Ler ou escrever?

Uma amiga querida me cobra escrever mais sobre literatura no Facebook. De fato, falo mais de política e de passarinhos, no dia a dia desse lugar de papo rápido e sem muito compromisso. Guardo os textos mais reflexivos sobre literatura para o meu blog, Fósforo, e alguns portais onde opino regularmente, como o A Terra É Redonda.

O fato de ter obras publicadas parece criar na cabeça das pessoas a imagem – um tanto romântica – de um sujeito que vive escrevendo, lendo e refletindo sobre literatura. Um cara dispersivo como eu, se vivesse no século XIX, sem TV, internet, cinema e música radiofônica, passaria as noites nas tabernas e cabarés, e não escrevendo pacientemente à luz de velas como os grandes mestres da época.

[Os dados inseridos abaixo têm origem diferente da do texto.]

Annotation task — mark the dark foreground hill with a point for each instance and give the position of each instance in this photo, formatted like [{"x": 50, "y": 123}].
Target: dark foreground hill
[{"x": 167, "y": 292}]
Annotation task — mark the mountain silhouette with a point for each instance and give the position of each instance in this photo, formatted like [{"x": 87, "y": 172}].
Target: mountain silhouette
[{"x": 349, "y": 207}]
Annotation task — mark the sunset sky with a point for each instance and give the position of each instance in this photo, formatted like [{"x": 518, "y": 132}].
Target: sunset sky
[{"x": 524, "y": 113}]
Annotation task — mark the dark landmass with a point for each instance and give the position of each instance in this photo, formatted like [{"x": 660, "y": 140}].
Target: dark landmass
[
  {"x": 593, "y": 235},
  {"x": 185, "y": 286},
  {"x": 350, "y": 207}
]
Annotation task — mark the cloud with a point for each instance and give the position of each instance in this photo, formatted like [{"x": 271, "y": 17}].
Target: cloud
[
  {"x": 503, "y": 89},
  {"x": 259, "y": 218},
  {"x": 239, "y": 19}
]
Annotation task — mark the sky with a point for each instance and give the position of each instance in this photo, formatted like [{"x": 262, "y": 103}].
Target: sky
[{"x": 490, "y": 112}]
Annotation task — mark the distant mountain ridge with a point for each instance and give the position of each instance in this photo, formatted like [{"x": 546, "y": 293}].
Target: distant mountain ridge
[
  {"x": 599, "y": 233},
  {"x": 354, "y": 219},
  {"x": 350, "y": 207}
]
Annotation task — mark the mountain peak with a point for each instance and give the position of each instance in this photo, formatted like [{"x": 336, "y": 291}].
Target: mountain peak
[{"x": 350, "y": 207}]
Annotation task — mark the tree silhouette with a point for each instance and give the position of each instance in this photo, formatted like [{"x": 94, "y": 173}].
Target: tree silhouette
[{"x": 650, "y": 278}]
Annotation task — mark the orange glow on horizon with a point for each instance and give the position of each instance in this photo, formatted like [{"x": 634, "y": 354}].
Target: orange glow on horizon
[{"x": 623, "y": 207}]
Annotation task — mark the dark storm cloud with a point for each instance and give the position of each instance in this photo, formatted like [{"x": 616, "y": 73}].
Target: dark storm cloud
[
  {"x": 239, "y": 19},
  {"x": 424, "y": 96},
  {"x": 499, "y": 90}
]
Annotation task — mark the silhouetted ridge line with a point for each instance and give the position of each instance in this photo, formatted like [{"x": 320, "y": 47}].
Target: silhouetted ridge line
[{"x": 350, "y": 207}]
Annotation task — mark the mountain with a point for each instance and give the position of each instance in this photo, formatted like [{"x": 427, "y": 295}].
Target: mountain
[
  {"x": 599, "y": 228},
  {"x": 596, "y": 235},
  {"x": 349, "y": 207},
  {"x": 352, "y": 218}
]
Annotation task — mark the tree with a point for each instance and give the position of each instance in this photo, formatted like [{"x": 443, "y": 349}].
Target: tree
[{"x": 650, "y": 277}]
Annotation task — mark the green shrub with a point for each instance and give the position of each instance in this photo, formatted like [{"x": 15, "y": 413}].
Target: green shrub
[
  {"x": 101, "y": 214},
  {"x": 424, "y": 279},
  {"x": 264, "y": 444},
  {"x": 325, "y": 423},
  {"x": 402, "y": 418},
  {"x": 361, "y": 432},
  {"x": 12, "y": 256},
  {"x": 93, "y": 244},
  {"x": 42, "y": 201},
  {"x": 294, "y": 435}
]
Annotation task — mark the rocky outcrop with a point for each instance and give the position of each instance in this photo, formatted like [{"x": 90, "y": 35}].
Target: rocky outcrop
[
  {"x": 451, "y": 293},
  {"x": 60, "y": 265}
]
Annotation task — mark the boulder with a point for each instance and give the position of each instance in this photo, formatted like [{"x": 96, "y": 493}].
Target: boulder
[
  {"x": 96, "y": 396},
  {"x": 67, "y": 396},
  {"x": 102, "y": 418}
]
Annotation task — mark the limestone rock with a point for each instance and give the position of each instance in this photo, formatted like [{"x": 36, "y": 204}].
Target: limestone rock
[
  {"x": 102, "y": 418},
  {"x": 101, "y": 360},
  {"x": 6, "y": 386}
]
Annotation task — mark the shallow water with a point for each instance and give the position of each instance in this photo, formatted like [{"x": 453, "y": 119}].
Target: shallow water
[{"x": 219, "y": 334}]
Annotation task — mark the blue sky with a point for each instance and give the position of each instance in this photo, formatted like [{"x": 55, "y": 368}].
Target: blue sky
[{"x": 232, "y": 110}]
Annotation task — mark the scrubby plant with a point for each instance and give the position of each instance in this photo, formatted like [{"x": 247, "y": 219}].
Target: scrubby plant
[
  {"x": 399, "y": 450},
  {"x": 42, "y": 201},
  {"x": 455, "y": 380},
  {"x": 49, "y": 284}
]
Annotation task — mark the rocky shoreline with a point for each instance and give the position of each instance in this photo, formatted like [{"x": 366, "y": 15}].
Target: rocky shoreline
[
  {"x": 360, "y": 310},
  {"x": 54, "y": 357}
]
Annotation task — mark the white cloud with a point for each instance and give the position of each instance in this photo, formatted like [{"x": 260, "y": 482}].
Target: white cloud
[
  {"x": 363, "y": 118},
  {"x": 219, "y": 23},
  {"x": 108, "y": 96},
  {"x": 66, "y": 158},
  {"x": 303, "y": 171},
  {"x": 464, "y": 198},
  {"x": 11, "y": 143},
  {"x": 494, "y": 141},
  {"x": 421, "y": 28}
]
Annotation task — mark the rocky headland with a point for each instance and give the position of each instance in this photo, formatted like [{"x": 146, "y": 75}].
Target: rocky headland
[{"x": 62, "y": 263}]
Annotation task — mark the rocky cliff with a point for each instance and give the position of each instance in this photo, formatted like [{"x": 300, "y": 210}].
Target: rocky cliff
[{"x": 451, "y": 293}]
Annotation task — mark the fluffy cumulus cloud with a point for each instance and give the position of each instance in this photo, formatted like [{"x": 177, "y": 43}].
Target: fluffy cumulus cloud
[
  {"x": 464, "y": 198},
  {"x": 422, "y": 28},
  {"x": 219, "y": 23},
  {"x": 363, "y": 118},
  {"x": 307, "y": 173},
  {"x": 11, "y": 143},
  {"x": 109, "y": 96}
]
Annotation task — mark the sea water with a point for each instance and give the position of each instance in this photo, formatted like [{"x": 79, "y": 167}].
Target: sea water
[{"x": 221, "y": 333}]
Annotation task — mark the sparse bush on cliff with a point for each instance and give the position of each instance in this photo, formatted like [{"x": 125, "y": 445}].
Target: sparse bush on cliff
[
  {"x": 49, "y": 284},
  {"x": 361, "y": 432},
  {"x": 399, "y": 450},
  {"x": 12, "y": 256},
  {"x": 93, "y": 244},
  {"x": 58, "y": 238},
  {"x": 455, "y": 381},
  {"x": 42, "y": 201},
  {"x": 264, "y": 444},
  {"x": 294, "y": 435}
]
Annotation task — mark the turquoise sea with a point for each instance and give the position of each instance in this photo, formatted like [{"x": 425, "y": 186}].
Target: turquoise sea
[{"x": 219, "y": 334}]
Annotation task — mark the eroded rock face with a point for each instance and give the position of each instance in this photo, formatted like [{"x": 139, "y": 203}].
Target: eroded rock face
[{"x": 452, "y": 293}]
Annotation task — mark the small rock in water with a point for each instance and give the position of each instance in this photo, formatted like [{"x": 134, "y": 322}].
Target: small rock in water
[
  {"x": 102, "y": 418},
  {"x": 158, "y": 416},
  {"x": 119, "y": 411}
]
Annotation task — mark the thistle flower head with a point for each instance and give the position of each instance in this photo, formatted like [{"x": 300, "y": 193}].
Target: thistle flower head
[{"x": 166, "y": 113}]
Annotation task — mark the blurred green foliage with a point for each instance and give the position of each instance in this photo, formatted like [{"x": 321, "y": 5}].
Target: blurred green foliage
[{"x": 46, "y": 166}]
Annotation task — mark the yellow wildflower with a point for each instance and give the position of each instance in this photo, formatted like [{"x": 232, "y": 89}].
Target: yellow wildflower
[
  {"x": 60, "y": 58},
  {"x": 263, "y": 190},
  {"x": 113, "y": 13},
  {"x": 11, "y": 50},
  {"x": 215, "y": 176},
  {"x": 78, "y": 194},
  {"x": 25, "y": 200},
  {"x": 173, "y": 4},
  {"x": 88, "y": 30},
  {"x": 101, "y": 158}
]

Reconheço que há pessoas assim no século XXI. Admiro escritores que produzem mais que galinhas de raça, pondo ovos de forma incessante. Muitos conseguem ser saborosos e nutritivos na maior parte do tempo, mesmo com o parco milho com que a realidade brasileira os remunera.

Na verdade, sou um leitor que às vezes escreve. Borges certa vez comentou que ler é uma atitude mais civilizada que escrever. Podemos escrever com raiva, com ódio, com amor, com loucura. Ler, não. É sempre consciente, requer um preparo do corpo e do espírito para fruir a “rosa profunda” de que falava o mestre argentino.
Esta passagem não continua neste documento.